In the olden days before Satya Nadella. Microsoft was a bloodsucking vampire of a company that couldn't execute anything of significance, but they had a pretty solid research department.
Google could ofcourse sit on a much better version that isn't safe or economic, but they could also just be unable to do better. Good research department, but unable to execute anything significant. Time will tell I guess :)
For me, Google was always an Ad company first. But don't get me wrong, they do some great research on the side for AI, like AlphaZero, AlphaGo, etc. But also been early with the Transformer models. There just seems to be a lack to put this into workable products lately.
There was an HN thread the other day where people were arguing ChatGPT would be nowhere without Google's AI research. That might be true, but clearly there is a significant gap in productization ability...
From recent memory I don't recall a single Google product that has garnered mass appeal perhaps the cloud office suites but that's again debatable. Gmail was like 2004. Remember Stadia they axed that as well could have licensed the tech behind it to other companies but nope.
Is this a joke? Gmail now is an awful email client. E.g., now you just can’t compose a rich text email when you need to copy paste lists from other emails. In certain cases, you can’t correctly format an email if you copy paste without formatting or plain text. And there is a lot of such annoying stuff, that makes my life painful.
Perhaps, searching my mailbox with gmail is OK, but the part of composing emails is in bad state.
> I can't find a single reason to change my pixel for anything else,
Fingerprint reader on the Pixel 7 works about half the time. I had to program one finger in 4 times to make it work that often. My Oneplus 6 (immediately previous phone) had a functional fingerprint reader.
OnePlus used to have a better UI as well, minor improvements on the stock Android UI that made it just a little bit nicer in places.

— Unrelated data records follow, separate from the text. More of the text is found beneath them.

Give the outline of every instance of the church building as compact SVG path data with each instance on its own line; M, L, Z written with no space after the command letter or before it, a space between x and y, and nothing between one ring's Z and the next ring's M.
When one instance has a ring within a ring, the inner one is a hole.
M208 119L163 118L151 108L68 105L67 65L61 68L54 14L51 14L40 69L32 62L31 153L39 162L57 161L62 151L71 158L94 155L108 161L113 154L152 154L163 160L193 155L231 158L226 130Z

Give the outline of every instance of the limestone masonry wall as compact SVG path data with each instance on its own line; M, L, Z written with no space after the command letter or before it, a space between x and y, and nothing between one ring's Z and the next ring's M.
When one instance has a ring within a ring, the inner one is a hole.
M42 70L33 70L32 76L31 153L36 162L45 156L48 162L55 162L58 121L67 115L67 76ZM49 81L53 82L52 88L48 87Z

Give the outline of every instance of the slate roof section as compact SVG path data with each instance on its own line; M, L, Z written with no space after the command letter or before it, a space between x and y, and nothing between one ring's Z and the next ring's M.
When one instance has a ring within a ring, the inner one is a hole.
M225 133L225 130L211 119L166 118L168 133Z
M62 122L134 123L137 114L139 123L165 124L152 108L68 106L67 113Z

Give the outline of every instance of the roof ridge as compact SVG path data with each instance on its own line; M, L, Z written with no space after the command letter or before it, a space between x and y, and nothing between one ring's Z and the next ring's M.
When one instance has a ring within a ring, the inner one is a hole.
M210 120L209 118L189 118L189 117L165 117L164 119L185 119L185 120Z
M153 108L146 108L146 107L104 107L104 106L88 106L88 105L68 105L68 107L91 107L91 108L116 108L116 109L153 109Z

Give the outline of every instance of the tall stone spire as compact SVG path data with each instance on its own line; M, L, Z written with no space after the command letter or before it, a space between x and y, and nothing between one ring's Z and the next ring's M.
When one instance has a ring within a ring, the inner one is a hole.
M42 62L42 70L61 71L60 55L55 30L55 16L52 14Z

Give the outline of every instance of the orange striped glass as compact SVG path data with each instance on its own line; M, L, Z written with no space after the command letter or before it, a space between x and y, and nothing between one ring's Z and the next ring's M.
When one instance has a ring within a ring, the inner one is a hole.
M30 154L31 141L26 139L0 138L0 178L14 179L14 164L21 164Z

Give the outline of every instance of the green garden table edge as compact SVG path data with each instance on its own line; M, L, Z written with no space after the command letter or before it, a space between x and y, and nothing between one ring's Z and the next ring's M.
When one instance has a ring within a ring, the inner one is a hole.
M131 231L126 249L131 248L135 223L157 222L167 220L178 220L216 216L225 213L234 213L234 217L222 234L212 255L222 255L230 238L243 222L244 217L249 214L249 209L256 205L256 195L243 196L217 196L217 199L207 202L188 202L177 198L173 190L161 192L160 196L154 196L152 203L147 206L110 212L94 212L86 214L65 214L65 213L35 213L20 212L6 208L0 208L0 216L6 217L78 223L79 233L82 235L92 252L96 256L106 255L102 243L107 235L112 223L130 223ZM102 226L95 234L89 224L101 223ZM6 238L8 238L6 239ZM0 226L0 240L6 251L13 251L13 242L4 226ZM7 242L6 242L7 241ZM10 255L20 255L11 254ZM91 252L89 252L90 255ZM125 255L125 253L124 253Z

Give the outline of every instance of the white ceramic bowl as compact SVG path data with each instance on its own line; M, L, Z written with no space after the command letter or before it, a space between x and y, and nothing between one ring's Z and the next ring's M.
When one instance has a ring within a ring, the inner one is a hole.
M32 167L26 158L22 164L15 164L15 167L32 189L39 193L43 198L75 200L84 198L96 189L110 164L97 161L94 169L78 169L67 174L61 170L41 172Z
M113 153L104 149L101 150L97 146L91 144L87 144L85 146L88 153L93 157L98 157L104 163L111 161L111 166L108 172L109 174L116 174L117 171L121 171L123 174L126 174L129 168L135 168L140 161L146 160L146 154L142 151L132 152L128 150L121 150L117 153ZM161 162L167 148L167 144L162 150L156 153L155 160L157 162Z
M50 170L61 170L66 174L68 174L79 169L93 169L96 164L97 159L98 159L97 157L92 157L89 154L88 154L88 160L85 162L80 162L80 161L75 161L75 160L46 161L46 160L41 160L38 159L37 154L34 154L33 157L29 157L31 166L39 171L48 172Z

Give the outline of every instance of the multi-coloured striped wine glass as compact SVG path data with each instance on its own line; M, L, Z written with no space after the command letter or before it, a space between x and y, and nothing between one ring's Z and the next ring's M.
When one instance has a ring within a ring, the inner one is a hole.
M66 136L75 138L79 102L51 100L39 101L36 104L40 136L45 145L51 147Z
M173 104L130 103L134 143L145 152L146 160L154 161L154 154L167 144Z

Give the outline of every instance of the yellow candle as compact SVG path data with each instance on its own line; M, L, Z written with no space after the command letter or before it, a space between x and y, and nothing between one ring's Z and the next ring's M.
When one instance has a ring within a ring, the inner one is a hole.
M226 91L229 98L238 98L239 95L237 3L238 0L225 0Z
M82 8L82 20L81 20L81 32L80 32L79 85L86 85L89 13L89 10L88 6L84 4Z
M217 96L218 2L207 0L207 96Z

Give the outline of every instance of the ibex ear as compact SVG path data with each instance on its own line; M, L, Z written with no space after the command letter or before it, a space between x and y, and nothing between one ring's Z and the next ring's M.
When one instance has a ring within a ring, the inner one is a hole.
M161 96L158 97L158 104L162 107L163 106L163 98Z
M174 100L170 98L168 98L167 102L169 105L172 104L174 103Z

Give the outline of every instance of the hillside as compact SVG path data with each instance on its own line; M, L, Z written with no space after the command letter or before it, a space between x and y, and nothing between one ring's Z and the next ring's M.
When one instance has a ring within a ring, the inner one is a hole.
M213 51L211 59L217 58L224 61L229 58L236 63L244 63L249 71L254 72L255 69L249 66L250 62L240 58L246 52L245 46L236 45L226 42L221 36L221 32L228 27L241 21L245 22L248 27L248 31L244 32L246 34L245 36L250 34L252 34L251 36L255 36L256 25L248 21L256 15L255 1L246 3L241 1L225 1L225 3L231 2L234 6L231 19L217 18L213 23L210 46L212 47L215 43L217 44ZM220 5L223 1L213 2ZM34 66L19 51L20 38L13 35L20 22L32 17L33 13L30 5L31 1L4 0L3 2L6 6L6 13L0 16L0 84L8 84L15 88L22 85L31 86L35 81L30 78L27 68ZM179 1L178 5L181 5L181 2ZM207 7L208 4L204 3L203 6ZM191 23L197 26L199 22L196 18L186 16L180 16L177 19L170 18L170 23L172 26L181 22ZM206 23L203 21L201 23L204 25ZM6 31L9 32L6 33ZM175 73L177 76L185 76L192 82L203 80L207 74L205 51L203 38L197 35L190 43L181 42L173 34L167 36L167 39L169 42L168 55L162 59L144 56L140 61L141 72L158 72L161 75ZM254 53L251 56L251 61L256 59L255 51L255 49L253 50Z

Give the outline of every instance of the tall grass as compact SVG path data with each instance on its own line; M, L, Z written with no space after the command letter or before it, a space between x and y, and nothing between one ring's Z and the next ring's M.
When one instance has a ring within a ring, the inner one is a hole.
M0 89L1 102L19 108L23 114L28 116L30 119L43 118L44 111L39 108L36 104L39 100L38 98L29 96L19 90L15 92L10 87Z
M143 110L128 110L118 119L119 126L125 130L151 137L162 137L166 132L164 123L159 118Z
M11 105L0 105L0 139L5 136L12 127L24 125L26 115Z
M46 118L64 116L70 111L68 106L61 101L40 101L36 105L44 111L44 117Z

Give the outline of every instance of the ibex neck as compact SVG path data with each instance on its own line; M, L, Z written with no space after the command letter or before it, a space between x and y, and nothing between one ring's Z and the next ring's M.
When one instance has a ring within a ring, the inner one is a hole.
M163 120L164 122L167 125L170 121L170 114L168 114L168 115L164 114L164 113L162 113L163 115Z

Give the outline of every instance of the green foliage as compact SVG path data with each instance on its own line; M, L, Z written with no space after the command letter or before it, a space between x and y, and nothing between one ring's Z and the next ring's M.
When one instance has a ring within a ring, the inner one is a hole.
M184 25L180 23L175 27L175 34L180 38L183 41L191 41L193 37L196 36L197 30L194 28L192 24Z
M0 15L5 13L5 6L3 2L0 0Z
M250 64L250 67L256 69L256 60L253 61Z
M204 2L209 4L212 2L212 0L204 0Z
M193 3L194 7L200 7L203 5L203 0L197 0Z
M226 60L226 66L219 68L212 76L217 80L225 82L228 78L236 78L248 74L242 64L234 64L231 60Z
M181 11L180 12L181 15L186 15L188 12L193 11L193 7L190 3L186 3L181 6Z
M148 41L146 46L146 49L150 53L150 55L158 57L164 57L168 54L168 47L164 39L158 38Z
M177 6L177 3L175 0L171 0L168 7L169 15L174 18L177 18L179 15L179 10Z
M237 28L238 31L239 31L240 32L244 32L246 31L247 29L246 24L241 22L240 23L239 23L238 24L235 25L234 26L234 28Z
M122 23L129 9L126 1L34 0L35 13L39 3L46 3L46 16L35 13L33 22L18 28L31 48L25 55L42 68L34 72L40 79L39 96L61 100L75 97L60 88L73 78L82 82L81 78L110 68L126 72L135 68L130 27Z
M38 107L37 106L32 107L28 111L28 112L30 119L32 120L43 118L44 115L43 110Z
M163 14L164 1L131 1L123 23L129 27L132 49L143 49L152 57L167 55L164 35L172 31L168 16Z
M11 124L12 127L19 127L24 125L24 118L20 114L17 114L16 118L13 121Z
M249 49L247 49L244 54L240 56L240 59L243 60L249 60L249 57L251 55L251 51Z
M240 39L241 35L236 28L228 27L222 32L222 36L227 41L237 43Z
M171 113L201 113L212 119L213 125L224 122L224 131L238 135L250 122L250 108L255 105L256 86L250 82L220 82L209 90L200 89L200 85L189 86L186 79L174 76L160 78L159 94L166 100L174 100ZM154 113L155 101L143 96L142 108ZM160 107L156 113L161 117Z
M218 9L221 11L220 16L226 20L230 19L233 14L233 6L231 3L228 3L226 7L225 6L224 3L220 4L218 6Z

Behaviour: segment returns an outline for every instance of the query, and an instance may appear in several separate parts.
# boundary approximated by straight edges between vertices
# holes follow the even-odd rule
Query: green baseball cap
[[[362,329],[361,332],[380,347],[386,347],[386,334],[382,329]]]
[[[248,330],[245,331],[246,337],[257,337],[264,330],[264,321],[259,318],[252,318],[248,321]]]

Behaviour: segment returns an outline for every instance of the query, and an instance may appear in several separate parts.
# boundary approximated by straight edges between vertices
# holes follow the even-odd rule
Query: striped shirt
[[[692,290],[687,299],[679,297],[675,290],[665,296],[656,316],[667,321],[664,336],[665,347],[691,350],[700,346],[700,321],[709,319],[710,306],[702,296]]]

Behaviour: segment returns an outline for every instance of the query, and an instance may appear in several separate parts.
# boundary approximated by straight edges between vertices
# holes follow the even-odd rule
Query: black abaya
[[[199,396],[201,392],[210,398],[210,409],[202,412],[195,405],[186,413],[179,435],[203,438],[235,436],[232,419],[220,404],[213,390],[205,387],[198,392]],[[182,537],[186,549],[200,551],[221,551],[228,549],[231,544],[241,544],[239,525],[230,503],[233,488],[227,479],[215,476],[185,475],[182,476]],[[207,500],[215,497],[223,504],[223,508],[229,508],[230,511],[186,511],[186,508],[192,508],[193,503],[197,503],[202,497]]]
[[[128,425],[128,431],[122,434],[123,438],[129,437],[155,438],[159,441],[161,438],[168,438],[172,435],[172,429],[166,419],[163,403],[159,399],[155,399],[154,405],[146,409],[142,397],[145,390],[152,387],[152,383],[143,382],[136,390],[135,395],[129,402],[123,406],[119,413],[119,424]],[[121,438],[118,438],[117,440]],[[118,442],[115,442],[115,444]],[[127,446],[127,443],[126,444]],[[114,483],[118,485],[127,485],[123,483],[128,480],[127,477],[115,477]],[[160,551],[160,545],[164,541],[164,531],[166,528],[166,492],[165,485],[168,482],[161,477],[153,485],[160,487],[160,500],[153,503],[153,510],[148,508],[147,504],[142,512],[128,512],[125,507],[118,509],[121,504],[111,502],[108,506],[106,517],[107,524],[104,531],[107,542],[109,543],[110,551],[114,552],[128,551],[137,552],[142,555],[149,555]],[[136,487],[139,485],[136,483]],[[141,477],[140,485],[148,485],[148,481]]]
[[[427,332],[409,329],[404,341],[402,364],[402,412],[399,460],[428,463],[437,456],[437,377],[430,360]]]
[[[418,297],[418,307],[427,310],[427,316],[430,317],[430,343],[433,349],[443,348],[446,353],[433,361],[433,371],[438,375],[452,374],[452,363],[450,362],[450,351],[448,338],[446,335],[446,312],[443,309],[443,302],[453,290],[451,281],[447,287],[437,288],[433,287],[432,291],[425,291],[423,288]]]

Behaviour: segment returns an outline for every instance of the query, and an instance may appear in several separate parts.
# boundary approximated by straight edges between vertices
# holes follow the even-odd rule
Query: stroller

When I got my Pixel 7 though, I realized that for whatever reason, gboard on my oneplus 6 is unusually terrible. Like, 80% accurate typing terrible, and that gboard isn't always that bad.
> Gmail works perfectly
Gmail was the first good web email client. Everyone else realized they had to stop sucking, and now they are good. Gmail was realized in 2004 and is from a completely different era of Google.
What finger do you use? I use my left thumb, pick up the phone, no go. It is a complete sad joke.
After a few weeks I think I've been trained by the phone on exactly how to hold is to the fingerprint reader works more often, but the fact I can only have to use all the programming slots for fingers on just one finger is sad.
Edit: OMG, I just read online that rebooting the phone after recording fingerprints improves recognition from 20-50% to almost 100%. I just got my phone a month ago and haven't rebooted it yet, after a reboot the sensor now works reliably. What an absurd and stupid bug.